Somehow, all my gear conspired to wear out at once.  Once I replaced my jacket my sleeping bag decided to give up the ghost. I just had to buy some new gear.  I’d decided to put off buying a new sleeping bag until next season.  I’m writing in late March and the winter is practically over isn’t it?  We all know the answer to that one.  I’d been secretly coveting a Rab down bag in Go Outdoors (GO) for some time but the price stubbornly remained at £220 and I decided I couldn’t justify that expense right now, another few nights shivering and surely spring would arrive and solve the problem at least until next winter.  If it came down to below £200 I decided I’d go for it.

Then I spotted that GO have this price challenge thing (I’m sure other stores do it too).  If you can find something cheaper elsewhere they’ll beat the cost by 10%.  Here’s where the technology comes in, I started to search on my little tablet for cheaper prices.  I found a couple but the bag wasn’t in stock.  Then the tablet, which is much smarter than me, took over. “Why don’t you use this handy App?”  It piped up.  I’m not too sure what an App is but I thought well I’ll give it a go.  I downloaded an App called Twenga, I’m sure there’s others, it may not be the best.  Off it went searching the Internet for a cheaper price, sniffing around like a Jack Russell in search of rats.
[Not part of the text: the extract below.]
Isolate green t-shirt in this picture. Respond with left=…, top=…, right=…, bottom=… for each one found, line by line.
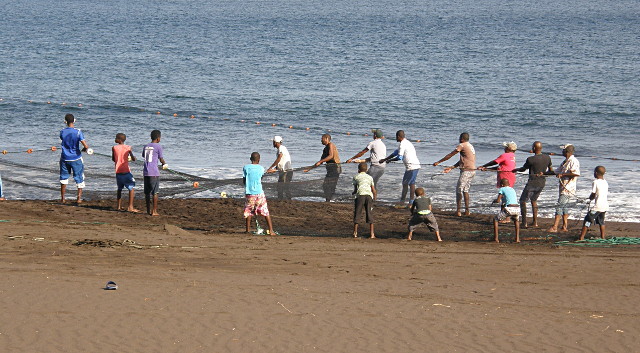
left=413, top=196, right=431, bottom=215
left=353, top=173, right=373, bottom=198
Then up it popped, a supplier called Tower Ridge (only fair to give them some credit) had the bag for £200.  I phoned GO head, office explained my find, and they cheerfully sent me an email entitling me to get the bag at my local store for £180.  Result I think!  I saved £40 without rising from the couch.

Before anyone gets the wrong idea I’m not sponsored by anyone and nobody gives me free gear.  That’s not to say if you happen to be reading this and you are the marketing manager for some company I couldn’t perhaps be tempted from the straight and narrow.

(Please, please, I’ll say anything you want!)

I know this is not my usual blog and there’s no stirring accounts of encounters with freezing bothy monsters but forty quid’s worth shouting about, don’t you think?